As I mentioned in Tuesday's post, I attended the ESA conference in Austin last week. It was quite a lot of fun, and I especially enjoyed the 2 behavior-related topic sessions that I was able to attend. Both of my favorite talks were, of course, about spatial mobility and foraging theory (if I were a brainiac modeling scientist, I would be a theoretical mathematician. Optimal theory makes me weak in the knees). During the Q&A of a particularly fascinating talk, someone asked the speaker to clarify a point from the presentation, which ultimately led to the question, "What's the difference between learning and memory?" The speaker stammied a bit and came up with the answer, but I left the session with a slight nagging feeling at the back of my brain.
A few days later, I was still thinking about this question. As scientists, we have a tendency to define the world around us in very discreet terms. We label things, categorize them, give them names and describe their behaviors. But when you think about the types of words you can use to describe a particular behavior or action, we seem to see a gray area. For example, one of the "hot topics" in Animal Behavior right now is animal personalities, and there are quite a few papers by several authors who attempt to define the terminology used in this field. The unfortunate thing is that everyone defines terms different, so to someone outside of the field or a novice just picking it up, it's very confusing to figure out what is actually meant by all of these different words. Are these researchers correctly identifying key differences in the words we use to think about their branch of science, or are they all just re-describing the same phenomena in a slightly different way?
If you think about the words "Learning" and "Memory" in a general way, you would imagine that they are probably the same. In the world of behavior and learning, however, they really do mean different things.

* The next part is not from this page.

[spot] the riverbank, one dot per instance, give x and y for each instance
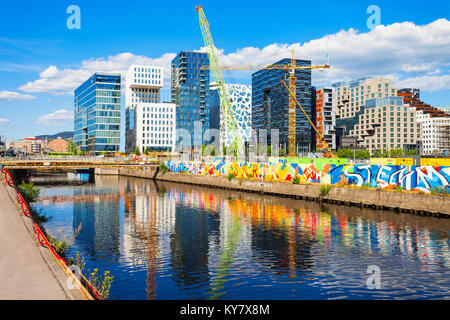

Memory is, as one would think, remembering information. For example, let's say remembering where something is located in space. When you go to Walmart you park your car, go inside and go shopping, then return to your car. But how do you get back to your car? Do you walk up and down all of the aisles looking at the different cars until you see yours? Usually we remember where we park our cars and take the shortest possible route to get back to them (because it's 100 degrees and I don't want my ice cream to melt!). This is memory. But would you say that you learned where your car is parked? Probably not.
Learning, as defined broadly, is a relatively permanent change in behavior, resulting from experience. The speaker at ESA defined learning as "constantly updating the information that you use to make decisions." Say you discover a secret parking area on the side of the Walmart building that always has a few empty spots and is a lot closer than where you normally park. If the next time you go to Walmart, you check this new area to see if a spot is open first, then that's learning. You've updated your information about available parking spots and are using the new information to benefit yourself.
It's important to define vocabulary in science writing, because concepts that are very close in meaning in layman's terms tend to have slightly different meanings than one might think. What do you think the difference is between "Learning" and "Memory"? How about the difference between those words and "Acquiring Information"?